Politik & Gesellschaft

Kurz gefasst

Die Bildung Weltverschwörung, die zuerst gegen Ende des Ersten Weltkriegs auftritt, dient zunächst dazu, die eigene Verantwortung für die Kriegsbeteiligung und die Niederlage des Deutschen Reiches abzuweisen. Der Sprachgebrauch des NS-Regimes knüpft mit der Wiederbelebung des Wortes ab ca. 1940 unmittelbar daran an. Nach dem Zweiten Weltkrieg wird Weltverschwörung ganz überwiegend als Wort verwendet, das ein bloßes Wahngebilde charakterisiert.

Wortgeschichte

Frühbezeugung am Ende des Ersten Weltkriegs

Das Wort tritt zuerst 1918a in der Verbindung Weltverschwörung gegen die Mittelmächte auf. Dieses Vorkommen steht offenbar im Zusammenhang mit den zeitgenössischen Bemühungen, den militärischen und gesellschaftlichen Zusammenbruch des Deutschen Reiches anhand eines klaren Täter-Opfer-Schemas zu verarbeiten: Indem das Deutsche Reich und seine Verbündeten nicht nur als Verlierer des Krieges, sondern als Opfer einer übermächtigen, weltumspannenden Verschwörung dargestellt werden, kann die Niederlage rationalisiert und vor allem die Schuldfrage eindeutig beantwortet werden. Die Mittelmächte wären damit nicht mehr kriegführende Partei mit eigener Handlungsmacht und Verantwortung, sondern schlicht Opfer eines Verbrechens. Dieser frühe Beleg für Weltverschwörung ist auch deshalb bemerkenswert, weil er bereits wesentliche Züge der späteren Gebrauchsgeschichte enthält: Eine Weltverschwörung wird einerseits als umfassend und übermächtig imaginiert, andererseits wird sie auf einen sehr kleinen Kreis von Akteuren zurückgeführt, denen geradezu dämonische Kräfte zukommen. So ist es im genannten Beleg 1918a die Person des 1910 verstorbenen englischen Königs Edward VII., die das Deutsche Reich und seine Verbündeten durch eine von ihm inspirierte Einkreisungspolitik in den Krieg getrieben habe.

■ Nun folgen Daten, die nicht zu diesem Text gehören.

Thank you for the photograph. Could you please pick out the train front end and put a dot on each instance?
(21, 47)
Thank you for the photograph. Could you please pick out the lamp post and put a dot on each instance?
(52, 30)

Affirmative und negierende Lesart

In der Zeit der Weimarer Republik finden sich auf der linken Seite des demokratischen Spektrums Belege für das Wort, die es als Figurenrede zitieren und auch ironisch brechen (1924a, 1933; vgl. auch Max Weber 1918b mit kritischer Bezugnahme auf die zeitgenössischen Legendenbildungen: Verschwörung der internationalen Demokratie). Hier wird Weltverschwörung als Wahngebilde dargestellt, d. h. als Wort, für das es keine Entsprechung in der Wirklichkeit gibt. (Zu nennen ist freilich auch eine neutrale Verwendung im Beleg 1924b, der sich allerdings nicht auf das Deutsche Reich, sondern auf internationale Politik bezieht; hier steht das Wort für eine zwar unrealistische, aber immerhin denkbare Annahme.)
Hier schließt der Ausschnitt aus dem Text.